FIGURE 3. Disruption of the TNF/TNFR1 interaction. Increasing concentrations of A11 (A) or A25 (B) at 0.6–80 μM and adalimumab (C) at 0.005–10 nM were used to pre-incubate human TNF (10 ng/ml) before addition on a TNFR1 substrate. Binding was measured by ELISA. Mean values (n = 2) of one experiment, representative of at least three replicates are shown.

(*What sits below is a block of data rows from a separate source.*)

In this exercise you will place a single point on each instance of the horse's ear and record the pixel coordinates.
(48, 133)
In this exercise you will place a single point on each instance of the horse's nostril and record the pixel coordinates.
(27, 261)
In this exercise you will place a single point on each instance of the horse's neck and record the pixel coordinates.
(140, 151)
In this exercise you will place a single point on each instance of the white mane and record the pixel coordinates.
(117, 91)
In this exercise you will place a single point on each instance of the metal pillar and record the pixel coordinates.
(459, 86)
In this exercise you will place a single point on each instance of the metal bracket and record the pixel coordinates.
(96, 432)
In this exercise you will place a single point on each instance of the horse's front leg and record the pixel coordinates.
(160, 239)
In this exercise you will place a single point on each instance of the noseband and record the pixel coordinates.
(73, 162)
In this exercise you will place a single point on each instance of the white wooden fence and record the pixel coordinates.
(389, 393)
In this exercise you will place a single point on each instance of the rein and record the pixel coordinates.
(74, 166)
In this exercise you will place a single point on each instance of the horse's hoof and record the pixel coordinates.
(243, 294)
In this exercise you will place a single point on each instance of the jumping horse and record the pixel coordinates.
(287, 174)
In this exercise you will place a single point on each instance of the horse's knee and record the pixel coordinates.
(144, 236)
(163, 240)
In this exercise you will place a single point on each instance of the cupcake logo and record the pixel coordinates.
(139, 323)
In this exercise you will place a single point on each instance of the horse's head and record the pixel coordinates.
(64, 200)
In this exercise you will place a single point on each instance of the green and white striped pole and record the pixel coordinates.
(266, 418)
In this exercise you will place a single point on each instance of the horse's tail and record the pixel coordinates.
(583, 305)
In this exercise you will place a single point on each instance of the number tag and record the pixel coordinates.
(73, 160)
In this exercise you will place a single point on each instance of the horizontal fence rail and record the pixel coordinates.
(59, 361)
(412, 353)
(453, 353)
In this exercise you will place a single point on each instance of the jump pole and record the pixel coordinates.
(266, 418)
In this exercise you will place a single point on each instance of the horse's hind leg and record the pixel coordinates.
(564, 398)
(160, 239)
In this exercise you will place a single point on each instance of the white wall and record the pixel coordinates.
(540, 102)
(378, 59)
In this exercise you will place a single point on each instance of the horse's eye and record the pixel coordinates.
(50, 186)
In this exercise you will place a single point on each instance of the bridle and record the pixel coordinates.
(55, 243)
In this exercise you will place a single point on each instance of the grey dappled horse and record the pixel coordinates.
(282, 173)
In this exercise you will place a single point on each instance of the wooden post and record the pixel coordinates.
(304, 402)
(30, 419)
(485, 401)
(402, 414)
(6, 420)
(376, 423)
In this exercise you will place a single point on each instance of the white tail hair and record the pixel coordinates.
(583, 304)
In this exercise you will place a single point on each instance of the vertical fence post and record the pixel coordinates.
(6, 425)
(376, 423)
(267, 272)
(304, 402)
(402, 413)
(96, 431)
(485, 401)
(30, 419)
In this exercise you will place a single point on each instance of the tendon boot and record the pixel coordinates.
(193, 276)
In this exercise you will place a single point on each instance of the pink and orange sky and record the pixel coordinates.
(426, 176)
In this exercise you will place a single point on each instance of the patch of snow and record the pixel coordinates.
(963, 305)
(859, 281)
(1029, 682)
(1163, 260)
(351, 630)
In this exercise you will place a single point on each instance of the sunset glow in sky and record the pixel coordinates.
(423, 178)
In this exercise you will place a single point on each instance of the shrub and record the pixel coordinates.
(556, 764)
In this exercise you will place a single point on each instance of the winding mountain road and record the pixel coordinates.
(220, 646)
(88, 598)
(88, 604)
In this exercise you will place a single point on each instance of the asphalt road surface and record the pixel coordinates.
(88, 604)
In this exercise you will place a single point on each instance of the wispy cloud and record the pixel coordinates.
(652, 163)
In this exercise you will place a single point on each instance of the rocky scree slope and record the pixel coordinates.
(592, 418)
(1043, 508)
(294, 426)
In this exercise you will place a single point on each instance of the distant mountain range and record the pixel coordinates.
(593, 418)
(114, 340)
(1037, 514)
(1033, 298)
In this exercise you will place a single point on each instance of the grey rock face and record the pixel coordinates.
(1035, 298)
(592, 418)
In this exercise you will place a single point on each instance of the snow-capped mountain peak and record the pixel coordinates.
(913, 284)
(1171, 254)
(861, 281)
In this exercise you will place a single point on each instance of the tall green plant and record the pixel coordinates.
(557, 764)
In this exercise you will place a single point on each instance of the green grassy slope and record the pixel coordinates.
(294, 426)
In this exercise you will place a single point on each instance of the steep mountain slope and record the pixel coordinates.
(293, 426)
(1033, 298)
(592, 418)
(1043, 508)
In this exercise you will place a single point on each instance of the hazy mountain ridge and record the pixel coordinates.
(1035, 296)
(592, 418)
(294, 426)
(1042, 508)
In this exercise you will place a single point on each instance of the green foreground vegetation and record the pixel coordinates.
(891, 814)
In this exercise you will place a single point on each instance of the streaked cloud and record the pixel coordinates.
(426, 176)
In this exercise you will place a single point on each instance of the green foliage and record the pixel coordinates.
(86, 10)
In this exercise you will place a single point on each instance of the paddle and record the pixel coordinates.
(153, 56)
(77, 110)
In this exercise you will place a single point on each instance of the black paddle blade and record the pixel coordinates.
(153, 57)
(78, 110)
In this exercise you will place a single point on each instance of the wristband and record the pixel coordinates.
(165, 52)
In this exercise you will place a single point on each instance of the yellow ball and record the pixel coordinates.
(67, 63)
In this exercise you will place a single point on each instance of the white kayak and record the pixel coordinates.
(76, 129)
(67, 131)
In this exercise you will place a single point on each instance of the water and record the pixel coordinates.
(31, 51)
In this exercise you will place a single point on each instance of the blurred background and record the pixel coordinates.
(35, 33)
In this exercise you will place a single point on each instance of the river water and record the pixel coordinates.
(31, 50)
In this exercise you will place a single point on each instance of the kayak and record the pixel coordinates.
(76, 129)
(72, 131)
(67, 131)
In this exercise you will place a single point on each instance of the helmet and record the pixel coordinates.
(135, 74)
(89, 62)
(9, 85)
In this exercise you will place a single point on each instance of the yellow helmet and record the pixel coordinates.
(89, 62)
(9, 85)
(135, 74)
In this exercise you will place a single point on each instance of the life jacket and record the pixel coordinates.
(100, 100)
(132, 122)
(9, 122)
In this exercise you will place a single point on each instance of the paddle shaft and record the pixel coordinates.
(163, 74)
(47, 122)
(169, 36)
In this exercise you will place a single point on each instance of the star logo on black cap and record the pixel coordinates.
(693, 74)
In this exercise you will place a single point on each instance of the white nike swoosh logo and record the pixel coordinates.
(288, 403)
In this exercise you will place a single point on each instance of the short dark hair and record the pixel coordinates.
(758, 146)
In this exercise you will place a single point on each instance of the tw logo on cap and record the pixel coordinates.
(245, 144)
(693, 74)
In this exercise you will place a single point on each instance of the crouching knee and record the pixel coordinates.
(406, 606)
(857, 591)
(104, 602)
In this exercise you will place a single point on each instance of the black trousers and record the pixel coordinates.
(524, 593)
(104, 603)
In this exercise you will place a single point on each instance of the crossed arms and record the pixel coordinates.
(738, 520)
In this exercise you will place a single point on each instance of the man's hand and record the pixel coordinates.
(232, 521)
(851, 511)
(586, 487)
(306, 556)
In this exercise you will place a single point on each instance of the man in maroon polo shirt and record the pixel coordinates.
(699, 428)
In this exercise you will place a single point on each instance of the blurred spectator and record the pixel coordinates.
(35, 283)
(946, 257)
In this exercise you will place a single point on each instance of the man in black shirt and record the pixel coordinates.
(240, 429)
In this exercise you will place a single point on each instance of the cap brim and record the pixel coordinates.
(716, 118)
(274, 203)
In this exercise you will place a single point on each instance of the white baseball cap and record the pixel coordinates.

The oligostilbenoid A11 (NP-003410, Ampelopsin H, (1R,2R,6R,6aR,7R,8R,12R,12aR)-1,7-Bis(3,5-dihydroxyphenyl)-2,6,8,12-tetrakis(4-hydroxyphenyl)-1,2,6,6a,7,8,12,12a-octahydrofuro[2″,3″:6′,7′]indeno[1′,2′:2,3]indeno [5,4-b]furan-5,11-diol) is an NP that has been isolated from Parthenocissus tricuspidata and the glycosyloxyflavone analog A25 (NP-008297, [(2R,3S,4S,5R,6S)-6-[(2S,3R,4R,5R,6S)-2-[5,7-dihydroxy-2-(4-hydroxyphenyl)-4-oxochromen-3-yl]oxy-4,5-dihydroxy-6-methyloxan-3-yl]oxy-3,4,5-trihydroxyoxan-2-yl]methyl(E)-3-(4-hydroxyphenyl)prop-2-enoate) is an NP that has been isolated from Ginkgo biloba (Figure 1). Except being isolated from natural sources, A11 can also be synthesized through a selective functionalization procedure as described by Rodrigues et al. (Rodrigues et al., 2016). Compounds A11 and A25 are promising PPI inhibitors as they both have large surface areas and are able to create many hydrophobic contacts at protein interfaces. Moreover, it has been observed that hydrophobic PPI hot-spot pockets tend to be excellent binders of small organic molecules, which combine a largely hydrophobic functionality with a secondary polar component (Guo et al., 2014). Indeed, the polar hydroxyl groups surrounding the hydrophobic core of A11 and A25 (Figure 1) constitute structures that are ideal binders to the concave hot-spot area of the protein (Mattos and Ringe, 1996; Shuker et al., 1996). It has been suggested that the ability of recognizing drug molecules (i.e., druggability) by a hot-spot pocket depends on the balance among total surface area, and polar/nonpolar contact areas (Hajduk et al., 2005; Cheng et al., 2007; Schmidtke and Barril, 2010).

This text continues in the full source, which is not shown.